Source: American Libraries, Vol. 15, No. 4 (Apr., 1984), pp. 250-252, 254-255
Stable URL: http://www.jstor.org/stable/25626708

*Modern Subject Access in the Online Age: Lesson 4
Author(s): Pauline A. Cochrane, Carol Mandel, William Mischo, Shirley Harper, Michael Buckland, Mary K. D. Pietris, Lucia J. Rather and Fred E. Croxton
Source: American Libraries, Vol. 15, No. 5 (May, 1984), pp. 336-339
Stable URL: http://www.jstor.org/stable/25626747

*Modern Subject Access in the Online Age: Lesson 5
Author(s): Pauline A. Cochrane, Charles Bourne, Tamas Doczkocs, Jeffrey C. Griffith, F. Wilfrid Lancaster, William R. Nugent and Barbara M. Preschel
Source: American Libraries, Vol. 15, No. 6 (Jun., 1984), pp. 438-441, 443
Stable URL: http://www.jstor.org/stable/25629231

*Modern Subject Access In the Online Age: Lesson 6
Author(s): Pauline A. Cochrane, Brian Aveney and Charles Hildreth Source: American Libraries, Vol. 15, No. 7 (Jul. - Aug., 1984), pp. 527-529
Stable URL: http://www.jstor.org/stable/25629275

4 comments:

Ted Fons said...

Fascinating. That's a good find Karen. I'm developing a theory that we focused so heavily on building up the transactional side of library systems that we didn't focus on innovation in service to the user. With the advent of powerful mainframes and investment in higher education we got lucky and had the computing power to develop highly efficient back end systems for libraries. I suspect the focus on highly efficient data exchange and circulation was the path of less resistance than innovations in the convenience of the catalog searcher.

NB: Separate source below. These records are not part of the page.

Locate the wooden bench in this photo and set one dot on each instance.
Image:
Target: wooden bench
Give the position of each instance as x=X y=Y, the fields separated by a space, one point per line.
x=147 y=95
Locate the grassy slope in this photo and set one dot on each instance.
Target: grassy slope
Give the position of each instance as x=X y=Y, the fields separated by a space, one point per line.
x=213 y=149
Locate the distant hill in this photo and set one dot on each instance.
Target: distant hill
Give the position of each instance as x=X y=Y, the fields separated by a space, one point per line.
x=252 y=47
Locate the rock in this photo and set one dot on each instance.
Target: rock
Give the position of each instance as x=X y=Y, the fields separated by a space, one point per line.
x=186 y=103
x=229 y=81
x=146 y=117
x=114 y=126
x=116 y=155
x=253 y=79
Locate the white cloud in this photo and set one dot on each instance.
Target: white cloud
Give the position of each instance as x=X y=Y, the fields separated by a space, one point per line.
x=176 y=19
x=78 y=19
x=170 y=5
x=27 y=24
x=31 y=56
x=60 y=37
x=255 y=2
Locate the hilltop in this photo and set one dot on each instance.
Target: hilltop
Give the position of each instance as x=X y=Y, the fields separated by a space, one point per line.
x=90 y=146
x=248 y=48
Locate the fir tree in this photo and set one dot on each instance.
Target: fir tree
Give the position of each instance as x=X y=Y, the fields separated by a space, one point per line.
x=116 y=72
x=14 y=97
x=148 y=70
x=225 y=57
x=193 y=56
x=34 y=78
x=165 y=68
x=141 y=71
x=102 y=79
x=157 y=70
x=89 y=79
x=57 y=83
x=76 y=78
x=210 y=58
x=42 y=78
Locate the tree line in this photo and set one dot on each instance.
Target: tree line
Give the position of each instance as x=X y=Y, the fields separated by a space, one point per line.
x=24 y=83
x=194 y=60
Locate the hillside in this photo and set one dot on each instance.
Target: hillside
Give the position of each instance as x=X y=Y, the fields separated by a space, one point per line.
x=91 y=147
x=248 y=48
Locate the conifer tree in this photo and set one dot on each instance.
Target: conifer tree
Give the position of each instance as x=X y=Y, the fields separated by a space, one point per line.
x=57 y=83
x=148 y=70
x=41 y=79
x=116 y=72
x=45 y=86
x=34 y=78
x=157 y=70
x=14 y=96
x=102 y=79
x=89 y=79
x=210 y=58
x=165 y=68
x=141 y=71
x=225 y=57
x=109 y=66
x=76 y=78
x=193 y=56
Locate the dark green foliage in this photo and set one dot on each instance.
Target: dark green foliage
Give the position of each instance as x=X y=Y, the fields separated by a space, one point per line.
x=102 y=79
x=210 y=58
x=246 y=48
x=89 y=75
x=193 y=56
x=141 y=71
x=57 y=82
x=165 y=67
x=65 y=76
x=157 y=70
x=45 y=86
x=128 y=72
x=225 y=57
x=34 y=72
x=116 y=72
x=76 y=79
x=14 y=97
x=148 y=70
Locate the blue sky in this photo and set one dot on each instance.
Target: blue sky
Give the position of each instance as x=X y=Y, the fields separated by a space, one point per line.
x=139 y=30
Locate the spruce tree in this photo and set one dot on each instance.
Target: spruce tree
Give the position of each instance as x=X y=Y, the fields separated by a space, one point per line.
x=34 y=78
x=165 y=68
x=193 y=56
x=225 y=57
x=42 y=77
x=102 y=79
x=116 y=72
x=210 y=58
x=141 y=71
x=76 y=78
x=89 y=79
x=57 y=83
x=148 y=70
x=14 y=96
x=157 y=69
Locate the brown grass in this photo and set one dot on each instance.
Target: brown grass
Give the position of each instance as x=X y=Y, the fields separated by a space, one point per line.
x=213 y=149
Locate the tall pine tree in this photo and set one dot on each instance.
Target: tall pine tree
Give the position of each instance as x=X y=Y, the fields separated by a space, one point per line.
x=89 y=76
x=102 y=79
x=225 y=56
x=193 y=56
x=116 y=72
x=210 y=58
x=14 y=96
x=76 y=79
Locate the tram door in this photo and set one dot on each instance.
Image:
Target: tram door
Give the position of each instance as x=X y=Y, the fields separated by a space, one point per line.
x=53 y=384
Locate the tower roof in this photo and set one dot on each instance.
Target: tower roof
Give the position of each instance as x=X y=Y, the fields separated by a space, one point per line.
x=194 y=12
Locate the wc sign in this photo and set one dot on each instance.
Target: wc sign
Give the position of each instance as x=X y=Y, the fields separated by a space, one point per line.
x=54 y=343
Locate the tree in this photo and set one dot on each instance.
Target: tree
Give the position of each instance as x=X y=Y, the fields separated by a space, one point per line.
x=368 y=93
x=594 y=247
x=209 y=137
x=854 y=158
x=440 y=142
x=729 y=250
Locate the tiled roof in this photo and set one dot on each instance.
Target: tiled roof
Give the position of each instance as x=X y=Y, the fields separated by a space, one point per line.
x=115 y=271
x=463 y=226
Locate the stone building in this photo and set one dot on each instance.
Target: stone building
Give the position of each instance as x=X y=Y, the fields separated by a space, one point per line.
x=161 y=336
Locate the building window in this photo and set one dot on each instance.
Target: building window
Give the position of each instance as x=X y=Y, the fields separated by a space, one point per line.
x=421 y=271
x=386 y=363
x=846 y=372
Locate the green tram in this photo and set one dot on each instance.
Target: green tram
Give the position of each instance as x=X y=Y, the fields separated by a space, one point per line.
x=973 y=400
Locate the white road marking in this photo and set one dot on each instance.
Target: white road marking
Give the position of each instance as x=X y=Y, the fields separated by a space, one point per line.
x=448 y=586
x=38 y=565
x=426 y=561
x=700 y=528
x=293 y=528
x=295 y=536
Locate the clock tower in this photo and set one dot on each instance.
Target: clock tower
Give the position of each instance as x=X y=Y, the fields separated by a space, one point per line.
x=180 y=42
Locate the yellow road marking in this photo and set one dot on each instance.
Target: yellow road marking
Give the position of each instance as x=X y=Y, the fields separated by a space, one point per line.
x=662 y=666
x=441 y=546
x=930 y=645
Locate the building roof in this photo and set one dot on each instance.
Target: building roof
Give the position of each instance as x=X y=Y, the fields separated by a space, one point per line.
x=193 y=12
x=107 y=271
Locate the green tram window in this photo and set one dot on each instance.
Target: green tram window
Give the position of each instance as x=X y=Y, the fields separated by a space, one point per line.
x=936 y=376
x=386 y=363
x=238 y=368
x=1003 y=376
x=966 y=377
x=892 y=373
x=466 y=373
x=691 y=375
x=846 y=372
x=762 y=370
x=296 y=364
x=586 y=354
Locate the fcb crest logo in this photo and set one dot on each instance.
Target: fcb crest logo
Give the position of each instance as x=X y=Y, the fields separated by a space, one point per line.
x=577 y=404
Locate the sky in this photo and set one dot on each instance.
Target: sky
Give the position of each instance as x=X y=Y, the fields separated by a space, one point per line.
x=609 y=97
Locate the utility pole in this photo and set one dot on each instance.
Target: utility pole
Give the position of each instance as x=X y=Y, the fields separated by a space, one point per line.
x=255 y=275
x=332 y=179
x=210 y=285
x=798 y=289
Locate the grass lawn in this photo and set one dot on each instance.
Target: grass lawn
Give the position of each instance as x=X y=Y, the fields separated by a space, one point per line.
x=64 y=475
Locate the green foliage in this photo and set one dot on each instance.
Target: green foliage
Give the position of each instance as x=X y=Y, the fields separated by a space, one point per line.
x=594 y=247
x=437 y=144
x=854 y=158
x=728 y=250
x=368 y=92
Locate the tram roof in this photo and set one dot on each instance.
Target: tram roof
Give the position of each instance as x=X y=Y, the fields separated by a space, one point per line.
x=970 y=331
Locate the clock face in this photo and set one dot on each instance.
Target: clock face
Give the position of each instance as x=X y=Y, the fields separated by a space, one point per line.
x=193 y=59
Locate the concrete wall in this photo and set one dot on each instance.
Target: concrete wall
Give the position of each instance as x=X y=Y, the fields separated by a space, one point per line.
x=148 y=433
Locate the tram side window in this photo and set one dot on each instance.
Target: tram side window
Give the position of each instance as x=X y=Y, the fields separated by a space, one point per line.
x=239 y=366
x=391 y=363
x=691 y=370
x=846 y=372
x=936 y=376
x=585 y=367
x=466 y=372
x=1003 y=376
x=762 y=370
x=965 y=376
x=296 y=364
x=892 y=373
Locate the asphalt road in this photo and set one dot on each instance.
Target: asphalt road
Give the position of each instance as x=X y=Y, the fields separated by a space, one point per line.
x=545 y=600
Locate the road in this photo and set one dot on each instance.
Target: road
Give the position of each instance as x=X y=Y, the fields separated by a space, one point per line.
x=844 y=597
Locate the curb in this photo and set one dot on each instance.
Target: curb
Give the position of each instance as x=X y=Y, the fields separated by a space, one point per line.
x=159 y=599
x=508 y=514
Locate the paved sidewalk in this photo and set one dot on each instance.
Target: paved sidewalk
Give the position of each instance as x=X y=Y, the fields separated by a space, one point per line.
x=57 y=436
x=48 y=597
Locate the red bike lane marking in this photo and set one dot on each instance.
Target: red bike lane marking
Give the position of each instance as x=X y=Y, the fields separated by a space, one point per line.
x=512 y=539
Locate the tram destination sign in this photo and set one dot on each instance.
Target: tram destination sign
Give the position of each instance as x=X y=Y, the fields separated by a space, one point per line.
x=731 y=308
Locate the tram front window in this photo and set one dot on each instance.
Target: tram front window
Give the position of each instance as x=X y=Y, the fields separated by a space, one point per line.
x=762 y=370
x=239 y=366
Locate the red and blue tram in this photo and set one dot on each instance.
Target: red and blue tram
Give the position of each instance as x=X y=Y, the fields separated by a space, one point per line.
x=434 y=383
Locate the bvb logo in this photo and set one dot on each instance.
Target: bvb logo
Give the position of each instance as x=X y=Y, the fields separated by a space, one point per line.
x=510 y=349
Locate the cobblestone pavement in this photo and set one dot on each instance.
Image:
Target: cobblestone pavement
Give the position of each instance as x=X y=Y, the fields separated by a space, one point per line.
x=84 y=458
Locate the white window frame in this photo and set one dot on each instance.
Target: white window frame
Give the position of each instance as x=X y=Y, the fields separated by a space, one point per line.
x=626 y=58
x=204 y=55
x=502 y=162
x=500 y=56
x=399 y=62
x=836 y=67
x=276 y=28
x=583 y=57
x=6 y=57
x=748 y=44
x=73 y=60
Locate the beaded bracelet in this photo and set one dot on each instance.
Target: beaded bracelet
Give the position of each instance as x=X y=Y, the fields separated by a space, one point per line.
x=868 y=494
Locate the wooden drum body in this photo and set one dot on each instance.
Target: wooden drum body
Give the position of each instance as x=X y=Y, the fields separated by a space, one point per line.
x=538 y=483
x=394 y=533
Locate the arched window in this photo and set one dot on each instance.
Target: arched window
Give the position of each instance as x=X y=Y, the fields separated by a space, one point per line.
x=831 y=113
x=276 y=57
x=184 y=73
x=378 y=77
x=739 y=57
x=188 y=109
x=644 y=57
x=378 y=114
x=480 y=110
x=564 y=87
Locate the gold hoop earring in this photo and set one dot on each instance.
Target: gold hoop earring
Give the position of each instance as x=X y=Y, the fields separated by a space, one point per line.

Or maybe our investment in backend and front end systems was equal, but we just lacked the disruptive ideas before we were inspired by the search engines in the 90s. Either way, I agree that the convenience of the searcher has not been the highest priority or we have just failed to achieve it. This is nice evidence that we are aware of it, but still struggling to achieve it.

Marylin Johnson Raisch said...

I think you mean, in your reading list, that you are reading the 2001 title: The Nature of 'A Work': Implications for the Organization of Knowledge by R. Smiraglia. Thanks. He was my library school professor back when Columbia U had a school. Great teacher!

Karen Coyle said...

Ted, I think you hit the nail on the head. My feeling is that transaction technology, including keyword retrieval, is the simplest and easiest thing we could do, and so we did it. Not only is it pure computing, without the need for user studies or ontological thinking, but it can be done without any change in cataloging. In a real sense, that was our charge at the time: take the MARC records "as is" and make a catalog out of them.

A key issue here is that technology split off from cataloging, so the technology of the catalog and the act of preparing the catalog through cataloging became separate functions. I'm still pondering how this happened; I lived through it and still I can't fathom how we missed this obvious flaw in our plans. I do recall that at the time we had conversations with cataloging departments, but at no time did anyone question the very basis of the catalog data as compare to the functionality of the online catalog. As I said in Part I, some catalogers criticized the fact that headings were no longer the organizing factors of the catalog, but I don't recall anyone questioning the validity of the continued creation of headings. Thinking back on it, it feels like one of those Twilight Zone episodes where there are alternate universes that don't mesh.

Adam Siegel said...

Great series. As for the disjunct between technology and technical services, library disinvestment in technical services staffing (downsizing, deskilling, and outsourcing the cataloging function) over the course of many decades is the main culprit.